Shropshire Events and Whats On Guide

Shropshire Events and Whats On Guide

Theatre Review : ‘Cabaret’ at Wolverhampton Grand Theatre

Chris Eldon Lee reviews “Cabaret”, which is at Wolverhampton Grand Theatre until Saturday 30 November 2013.

Cabaret just gets better and better. The latest production, directed by the remarkable Rufus Norris – heir to the National Theatre throne – is the darkest and most inventive I’ve seen. The highs seem higher and the lows seem lower and the contrasts are starker than ever. Seeing the debauched 8-in-bed high jinks of the Berlin nightclub scene juxtaposed with the tentative, tender love of an elderly Jew for his unattainable lady is a soul searching experience.

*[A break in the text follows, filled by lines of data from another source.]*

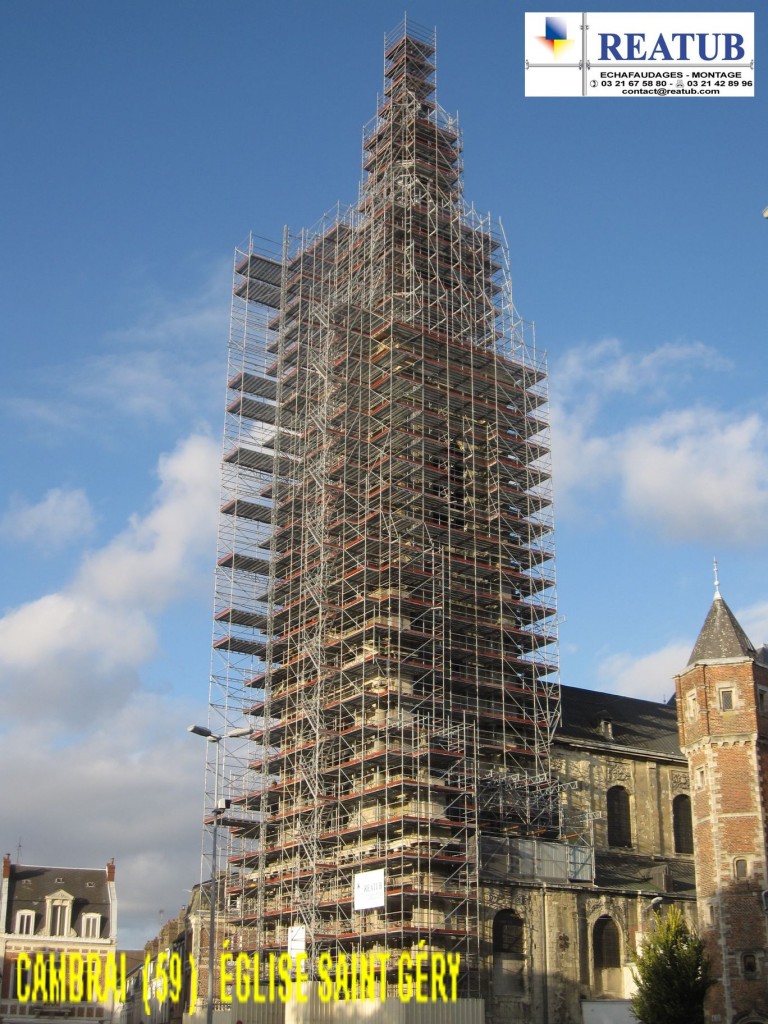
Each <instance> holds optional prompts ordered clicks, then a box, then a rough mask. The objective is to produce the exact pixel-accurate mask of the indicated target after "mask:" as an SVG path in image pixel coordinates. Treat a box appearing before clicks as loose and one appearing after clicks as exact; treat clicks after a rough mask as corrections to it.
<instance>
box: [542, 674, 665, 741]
mask: <svg viewBox="0 0 768 1024" xmlns="http://www.w3.org/2000/svg"><path fill="white" fill-rule="evenodd" d="M561 709H562V719H561V722H560V725H559V727H558V730H557V735H556V738H555V742H557V740H558V739H578V740H582V741H586V742H599V743H601V744H604V743H614V744H615V745H616V746H633V748H635V749H636V750H641V751H647V752H648V753H649V754H662V755H666V756H668V757H669V756H673V757H682V755H681V754H680V739H679V737H678V730H677V712H676V709H675V702H674V700H673V701H671V702H670V703H658V702H657V701H655V700H638V699H637V698H636V697H625V696H620V695H617V694H615V693H600V692H598V691H597V690H583V689H580V688H579V687H578V686H562V687H561ZM606 718H607V719H609V720H610V723H611V732H612V738H607V737H606V736H604V735H603V734H602V732H601V731H600V720H601V719H606Z"/></svg>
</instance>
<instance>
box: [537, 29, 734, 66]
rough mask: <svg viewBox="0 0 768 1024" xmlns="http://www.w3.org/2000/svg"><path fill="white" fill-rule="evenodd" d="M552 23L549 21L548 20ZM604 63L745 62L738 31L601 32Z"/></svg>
mask: <svg viewBox="0 0 768 1024" xmlns="http://www.w3.org/2000/svg"><path fill="white" fill-rule="evenodd" d="M548 20H549V19H548ZM598 38H599V39H600V57H599V59H600V60H674V61H680V60H708V61H709V60H743V58H744V37H743V36H742V35H741V34H740V33H738V32H673V33H671V34H670V35H669V36H665V35H663V34H659V35H657V36H650V37H648V36H647V34H646V33H644V32H625V33H617V32H600V33H598Z"/></svg>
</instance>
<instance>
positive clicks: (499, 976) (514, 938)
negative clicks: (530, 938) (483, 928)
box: [494, 910, 525, 995]
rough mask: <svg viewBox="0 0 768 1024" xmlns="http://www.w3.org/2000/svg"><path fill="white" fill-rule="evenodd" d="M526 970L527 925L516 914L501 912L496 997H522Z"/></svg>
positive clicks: (494, 937) (495, 945) (497, 960)
mask: <svg viewBox="0 0 768 1024" xmlns="http://www.w3.org/2000/svg"><path fill="white" fill-rule="evenodd" d="M524 970H525V923H524V921H523V920H522V918H521V916H520V915H519V914H518V913H515V911H514V910H500V911H499V912H498V913H497V915H496V916H495V918H494V991H495V992H496V994H497V995H516V994H518V995H519V994H522V992H523V990H524V984H525V982H524V977H525V975H524Z"/></svg>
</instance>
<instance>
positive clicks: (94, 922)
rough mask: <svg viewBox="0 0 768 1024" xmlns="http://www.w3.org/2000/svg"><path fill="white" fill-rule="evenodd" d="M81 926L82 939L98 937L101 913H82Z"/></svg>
mask: <svg viewBox="0 0 768 1024" xmlns="http://www.w3.org/2000/svg"><path fill="white" fill-rule="evenodd" d="M81 927H82V930H83V938H84V939H98V938H99V937H100V935H101V914H100V913H84V914H83V921H82V926H81Z"/></svg>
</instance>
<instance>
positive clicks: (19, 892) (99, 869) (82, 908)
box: [0, 864, 110, 938]
mask: <svg viewBox="0 0 768 1024" xmlns="http://www.w3.org/2000/svg"><path fill="white" fill-rule="evenodd" d="M7 881H8V914H7V919H6V921H4V922H0V926H1V927H2V928H3V929H4V930H5V931H6V932H8V931H12V929H13V927H14V923H15V918H16V911H18V910H34V911H35V933H36V934H37V933H39V932H41V931H42V929H43V928H44V924H45V898H46V896H50V895H51V894H52V893H55V892H58V891H59V890H63V891H65V892H67V893H69V894H70V895H71V896H74V900H73V904H72V922H71V926H72V928H74V929H75V931H76V932H77V933H78V935H80V934H81V929H80V918H81V915H82V914H83V913H100V914H101V937H102V938H104V937H106V936H108V935H109V931H110V890H109V887H108V880H106V871H105V870H104V868H103V867H100V868H98V867H93V868H91V867H35V866H26V865H24V864H11V868H10V878H9V879H8V880H7Z"/></svg>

Norris puts his faultless team through absolute extremes of raunch and mince. They are brazen and cheeky (in both senses of the word). They arrive suddenly on rolling library ladders or through a huge chain mail curtain. They squat in steel cages and squirm up scaffolding stairs.

The body language is brilliant and choreography is amazing – a heady fusion of Olympic medal-winning gymnastics and industrial modern ballet. The moves are awkward and acutely angular, with the performers physically personifying Hitler’s advancing war machine. The famous Act One closer has the ensemble dressed as highly strung puppet Nazi Youths as they belt out ‘Tomorrow Belongs To Me’; a sardonic, chilling moment topped by a glimpse of the Fuhrer himself.  

The part of the washed up nightclub starlet Sally Bowles is beautifully cast. Siobhan Dillon shatters Minnelli’s mould and brings a sharply defined upper class edge to the role. There’s something of the public school prefect about her. Imagine a young, raven-haired Joanna Lumley speaking the Queen’s English and you’re halfway there. She’s scatty, impetuous and gasping, with a yoyo temperament that oscillates between glitzy hype and deep vulnerability. The way Dillon handles the showstoppers is exemplary. There’s dejection-yet-hope in ‘Maybe this Time’ and raddled, cocaine-induced dementia in the last hurrah of the title song. If you’ll excuse the predictable pun, I was bowled over. And she only came third in TV’s ‘How Do You Solve A Problem Like Maria’!

I’d also like to heap praise on Lyn Paul (who was a lead singer with The New Seekers in the 70s). She and Linal Haft bring painful depth to the delicate love affair of two old traditional Germans caught up in the gathering disaster. Their coy proposal scene is smiling-yet-tear jerking and, with the fate of the Jews becoming apparent, Paul shows us the inner struggle between longed-for sentimentality and the steeliness required to survive. Watching re-runs of Top Of The Pops will never be the same.

Will Young was indisposed on press night – but we barely missed him. Simon Jaymes moved up the batting order with ease to give us an Emcee of highly dubious sexual persuasion – all black leather shorts and rugby scrum legs. Like a shape shifter, he is grotesquely obese in ‘The Money Song’ and tiny as a mouse in his hauntingly sad solo. He might want to work on his ‘twinkle’ with the audience, but he put his whole heart and soul into it and was puffing his cheeks at the curtain call.

But here I am dissecting a show that defies division. The overall effect is infinitely  greater than the sum of the parts and 50 years after Masteroff, Kander and Ebb first sharpened their pencils, ‘Cabaret’ is as sizzling and sensuous as ever and simply has to be seen to be believed.